Uciekała. Biegła przez las, słysząc za sobą ciężkie kroki i czując śmierdzący oddech. Miała poszarpaną suknię, pokaleczone nogi i ręce, a po twarzy spływały jej łzy i krople potu. Raz po raz, odgarniała i przeskakiwała gałęzie drzew. Czuła, że słabnie, że nie ma sił, by zrobić jeszcze jeden krok. Jednak biegła, biegła tak szybko, jak tylko mogła, nie oglądając się za siebie. Co ją goniło? Nie miała pojęcia. Nie wiedziała nawet gdzie ucieka. Dostała tylko jedną wskazówkę co do tego: sosna.
Emily wierciła się na łóżku, zaciskając mocno powieki. Przez sen przygryzła wargę, a po jej plecach spłynęła kropelka potu. Dopiero budzik wyrwał ją z koszmaru. Usiadła na pościeli, próbując złapać oddech.
– Emily wstałaś już? – usłyszała głos mamy.
– Tak… Zaraz zejdę. – odkrzyknęła czując jak drżą jej ręce.
***
Długo szykowała się na dzisiejszy apel.

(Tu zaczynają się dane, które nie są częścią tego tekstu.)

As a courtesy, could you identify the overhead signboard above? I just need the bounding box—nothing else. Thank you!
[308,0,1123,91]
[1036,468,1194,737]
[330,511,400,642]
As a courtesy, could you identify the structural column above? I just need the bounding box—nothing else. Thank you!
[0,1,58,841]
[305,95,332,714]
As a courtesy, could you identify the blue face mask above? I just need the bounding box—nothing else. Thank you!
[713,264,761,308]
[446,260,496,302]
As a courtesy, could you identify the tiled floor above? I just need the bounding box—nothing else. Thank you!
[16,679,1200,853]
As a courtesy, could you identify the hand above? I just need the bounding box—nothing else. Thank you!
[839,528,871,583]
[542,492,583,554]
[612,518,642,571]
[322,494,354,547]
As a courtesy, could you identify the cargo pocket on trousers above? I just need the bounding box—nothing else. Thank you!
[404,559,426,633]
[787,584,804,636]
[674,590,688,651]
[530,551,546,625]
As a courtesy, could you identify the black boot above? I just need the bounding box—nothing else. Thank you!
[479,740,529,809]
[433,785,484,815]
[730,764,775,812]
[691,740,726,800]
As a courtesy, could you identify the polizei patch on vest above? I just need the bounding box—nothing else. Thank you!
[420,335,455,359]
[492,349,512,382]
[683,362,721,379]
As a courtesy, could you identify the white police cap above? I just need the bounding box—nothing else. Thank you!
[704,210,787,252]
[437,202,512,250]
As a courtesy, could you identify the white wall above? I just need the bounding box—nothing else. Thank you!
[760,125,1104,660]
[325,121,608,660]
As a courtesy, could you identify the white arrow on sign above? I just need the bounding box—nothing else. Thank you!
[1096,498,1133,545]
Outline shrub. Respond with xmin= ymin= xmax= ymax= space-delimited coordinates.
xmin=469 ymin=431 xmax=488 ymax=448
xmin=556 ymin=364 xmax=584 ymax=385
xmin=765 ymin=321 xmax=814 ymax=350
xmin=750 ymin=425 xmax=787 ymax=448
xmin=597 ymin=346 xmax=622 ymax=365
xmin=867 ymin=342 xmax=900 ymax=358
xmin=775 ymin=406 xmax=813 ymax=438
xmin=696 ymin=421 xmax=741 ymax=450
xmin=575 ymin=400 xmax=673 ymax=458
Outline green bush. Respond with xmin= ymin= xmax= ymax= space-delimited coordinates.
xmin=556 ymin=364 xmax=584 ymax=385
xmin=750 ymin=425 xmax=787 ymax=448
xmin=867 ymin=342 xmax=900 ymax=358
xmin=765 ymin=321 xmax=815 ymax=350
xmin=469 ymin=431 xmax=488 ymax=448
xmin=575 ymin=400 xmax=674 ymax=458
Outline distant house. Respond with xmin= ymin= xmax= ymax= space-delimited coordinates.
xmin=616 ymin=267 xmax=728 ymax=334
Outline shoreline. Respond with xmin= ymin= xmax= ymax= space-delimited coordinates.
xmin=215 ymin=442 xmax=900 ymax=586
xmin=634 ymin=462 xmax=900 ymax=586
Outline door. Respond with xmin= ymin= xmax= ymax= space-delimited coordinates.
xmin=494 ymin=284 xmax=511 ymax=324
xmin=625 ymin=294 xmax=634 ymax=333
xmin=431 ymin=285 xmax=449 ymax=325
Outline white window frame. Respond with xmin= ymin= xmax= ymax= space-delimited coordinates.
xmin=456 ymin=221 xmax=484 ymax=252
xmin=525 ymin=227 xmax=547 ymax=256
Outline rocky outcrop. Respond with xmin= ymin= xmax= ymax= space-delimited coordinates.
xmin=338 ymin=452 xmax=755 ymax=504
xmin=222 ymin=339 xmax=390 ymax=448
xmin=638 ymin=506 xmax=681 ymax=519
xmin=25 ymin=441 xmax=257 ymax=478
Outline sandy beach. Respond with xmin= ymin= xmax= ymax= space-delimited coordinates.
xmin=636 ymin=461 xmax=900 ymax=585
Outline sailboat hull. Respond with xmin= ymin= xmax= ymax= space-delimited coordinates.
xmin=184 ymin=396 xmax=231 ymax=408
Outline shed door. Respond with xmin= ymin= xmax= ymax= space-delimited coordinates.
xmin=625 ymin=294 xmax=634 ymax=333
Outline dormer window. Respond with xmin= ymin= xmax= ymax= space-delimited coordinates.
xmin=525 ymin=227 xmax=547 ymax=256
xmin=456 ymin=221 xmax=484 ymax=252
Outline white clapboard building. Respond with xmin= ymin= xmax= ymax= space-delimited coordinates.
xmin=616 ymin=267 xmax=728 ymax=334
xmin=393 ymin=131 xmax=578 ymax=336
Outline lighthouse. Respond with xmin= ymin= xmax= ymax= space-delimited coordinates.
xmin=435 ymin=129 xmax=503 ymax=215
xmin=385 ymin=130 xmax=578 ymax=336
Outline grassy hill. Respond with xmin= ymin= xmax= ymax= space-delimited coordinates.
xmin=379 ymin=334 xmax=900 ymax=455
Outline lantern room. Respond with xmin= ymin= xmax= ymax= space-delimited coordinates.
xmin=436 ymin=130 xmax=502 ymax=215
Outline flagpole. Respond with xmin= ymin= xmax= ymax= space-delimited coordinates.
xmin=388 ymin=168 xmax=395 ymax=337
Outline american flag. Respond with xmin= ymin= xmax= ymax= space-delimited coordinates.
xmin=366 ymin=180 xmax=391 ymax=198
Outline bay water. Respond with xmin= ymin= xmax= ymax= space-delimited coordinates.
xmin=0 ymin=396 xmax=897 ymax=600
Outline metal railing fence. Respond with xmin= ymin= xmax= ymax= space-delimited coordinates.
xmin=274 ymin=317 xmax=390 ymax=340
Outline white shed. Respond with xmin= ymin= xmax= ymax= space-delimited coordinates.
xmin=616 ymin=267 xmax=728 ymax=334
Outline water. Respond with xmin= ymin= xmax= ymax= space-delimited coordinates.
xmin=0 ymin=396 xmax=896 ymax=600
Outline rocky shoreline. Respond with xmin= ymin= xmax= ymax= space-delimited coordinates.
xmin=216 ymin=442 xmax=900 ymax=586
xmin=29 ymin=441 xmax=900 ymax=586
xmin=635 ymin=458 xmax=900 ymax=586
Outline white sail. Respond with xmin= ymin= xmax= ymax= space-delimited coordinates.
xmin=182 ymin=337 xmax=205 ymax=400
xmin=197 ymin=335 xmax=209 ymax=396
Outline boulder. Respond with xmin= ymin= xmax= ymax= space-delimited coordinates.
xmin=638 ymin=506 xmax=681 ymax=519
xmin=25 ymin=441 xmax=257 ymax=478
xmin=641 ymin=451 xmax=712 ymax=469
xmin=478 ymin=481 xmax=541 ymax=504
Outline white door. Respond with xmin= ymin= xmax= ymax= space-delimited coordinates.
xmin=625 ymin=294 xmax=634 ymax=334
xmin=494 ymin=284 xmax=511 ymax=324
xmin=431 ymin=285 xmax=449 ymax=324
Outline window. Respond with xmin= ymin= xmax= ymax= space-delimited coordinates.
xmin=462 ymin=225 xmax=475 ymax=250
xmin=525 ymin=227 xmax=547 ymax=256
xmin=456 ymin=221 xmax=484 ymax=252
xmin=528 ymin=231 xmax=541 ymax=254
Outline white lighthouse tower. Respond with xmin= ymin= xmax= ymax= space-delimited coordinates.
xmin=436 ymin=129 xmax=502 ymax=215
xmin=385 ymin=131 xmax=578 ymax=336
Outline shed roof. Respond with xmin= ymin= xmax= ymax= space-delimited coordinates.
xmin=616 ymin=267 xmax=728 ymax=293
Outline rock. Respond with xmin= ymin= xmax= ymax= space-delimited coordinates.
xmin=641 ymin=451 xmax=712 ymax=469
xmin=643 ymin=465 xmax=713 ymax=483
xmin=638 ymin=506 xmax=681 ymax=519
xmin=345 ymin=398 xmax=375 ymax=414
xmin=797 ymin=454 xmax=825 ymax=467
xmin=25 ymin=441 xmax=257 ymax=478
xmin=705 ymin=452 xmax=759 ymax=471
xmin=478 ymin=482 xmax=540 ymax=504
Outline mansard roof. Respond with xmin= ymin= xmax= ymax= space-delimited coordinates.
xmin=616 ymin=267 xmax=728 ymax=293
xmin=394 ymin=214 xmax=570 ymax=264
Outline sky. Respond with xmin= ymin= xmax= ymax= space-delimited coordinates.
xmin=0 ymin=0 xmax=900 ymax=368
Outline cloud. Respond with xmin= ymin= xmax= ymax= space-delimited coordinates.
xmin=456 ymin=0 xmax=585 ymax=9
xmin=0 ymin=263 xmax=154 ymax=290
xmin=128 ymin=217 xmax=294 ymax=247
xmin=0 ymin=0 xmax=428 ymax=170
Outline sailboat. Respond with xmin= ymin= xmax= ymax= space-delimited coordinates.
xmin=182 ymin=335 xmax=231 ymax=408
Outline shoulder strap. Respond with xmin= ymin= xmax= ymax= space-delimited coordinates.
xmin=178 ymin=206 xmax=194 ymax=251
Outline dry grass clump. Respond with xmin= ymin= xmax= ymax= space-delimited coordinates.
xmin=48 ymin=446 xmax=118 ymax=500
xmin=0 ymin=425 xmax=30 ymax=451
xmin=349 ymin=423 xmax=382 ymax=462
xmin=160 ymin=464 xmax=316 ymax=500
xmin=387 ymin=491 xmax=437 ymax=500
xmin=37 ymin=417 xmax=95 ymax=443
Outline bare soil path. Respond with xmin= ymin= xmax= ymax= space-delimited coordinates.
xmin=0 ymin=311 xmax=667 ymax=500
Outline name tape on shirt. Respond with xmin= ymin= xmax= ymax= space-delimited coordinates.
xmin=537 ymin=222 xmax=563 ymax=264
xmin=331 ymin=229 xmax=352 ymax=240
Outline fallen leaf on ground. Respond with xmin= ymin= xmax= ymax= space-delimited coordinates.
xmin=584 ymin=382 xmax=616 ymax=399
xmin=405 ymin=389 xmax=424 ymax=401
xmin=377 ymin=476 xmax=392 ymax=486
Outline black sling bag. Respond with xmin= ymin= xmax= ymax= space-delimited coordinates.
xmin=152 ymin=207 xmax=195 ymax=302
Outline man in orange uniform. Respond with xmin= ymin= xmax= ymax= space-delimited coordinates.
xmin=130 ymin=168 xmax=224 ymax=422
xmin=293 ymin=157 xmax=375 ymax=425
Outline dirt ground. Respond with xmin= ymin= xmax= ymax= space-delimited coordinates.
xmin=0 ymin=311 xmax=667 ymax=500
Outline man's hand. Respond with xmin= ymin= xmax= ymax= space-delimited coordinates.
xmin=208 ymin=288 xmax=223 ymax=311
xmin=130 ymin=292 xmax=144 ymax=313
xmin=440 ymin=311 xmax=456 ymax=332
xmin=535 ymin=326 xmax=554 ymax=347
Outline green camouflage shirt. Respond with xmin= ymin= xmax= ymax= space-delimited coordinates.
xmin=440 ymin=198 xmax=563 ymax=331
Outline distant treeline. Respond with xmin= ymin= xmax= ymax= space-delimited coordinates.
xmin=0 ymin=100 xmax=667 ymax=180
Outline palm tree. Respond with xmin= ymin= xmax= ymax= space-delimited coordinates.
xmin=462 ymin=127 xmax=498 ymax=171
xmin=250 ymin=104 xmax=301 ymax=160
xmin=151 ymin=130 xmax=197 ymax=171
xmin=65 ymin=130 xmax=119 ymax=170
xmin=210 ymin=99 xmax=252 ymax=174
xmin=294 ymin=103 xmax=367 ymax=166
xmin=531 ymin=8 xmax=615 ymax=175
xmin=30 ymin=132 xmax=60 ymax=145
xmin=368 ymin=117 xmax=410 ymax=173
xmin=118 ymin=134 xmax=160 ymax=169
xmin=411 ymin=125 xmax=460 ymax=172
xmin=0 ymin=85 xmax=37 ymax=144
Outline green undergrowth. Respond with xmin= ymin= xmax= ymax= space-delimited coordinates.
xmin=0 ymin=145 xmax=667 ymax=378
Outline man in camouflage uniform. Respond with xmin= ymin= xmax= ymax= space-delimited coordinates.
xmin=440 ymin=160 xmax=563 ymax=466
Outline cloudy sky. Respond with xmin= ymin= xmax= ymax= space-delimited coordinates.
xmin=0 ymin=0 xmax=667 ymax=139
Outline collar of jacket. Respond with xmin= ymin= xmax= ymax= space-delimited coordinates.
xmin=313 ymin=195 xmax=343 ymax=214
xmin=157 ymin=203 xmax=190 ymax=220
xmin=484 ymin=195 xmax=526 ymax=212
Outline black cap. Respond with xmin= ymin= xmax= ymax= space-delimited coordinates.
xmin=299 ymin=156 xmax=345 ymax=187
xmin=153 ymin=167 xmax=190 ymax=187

Wszyscy występujący zostali zwolnieni z lekcji i mogli przyjść do szkoły dopiero na jedenastą. Wszyscy przyjęli to ze zrozumiałym entuzjazmem. Córka Apolla stała nad umywalką w łazience, ochlapując twarz zimną wodą. Strzępki snu krążyły po głowie dziewczyny. Bieg, odrażający dech, ogromne zmęczenie.
– Herosi miewają różne sny, tak? – powiedziała do siebie, zerkając w lustro. – No nic, bierz się za siebie Emily. Zostało mało czasu.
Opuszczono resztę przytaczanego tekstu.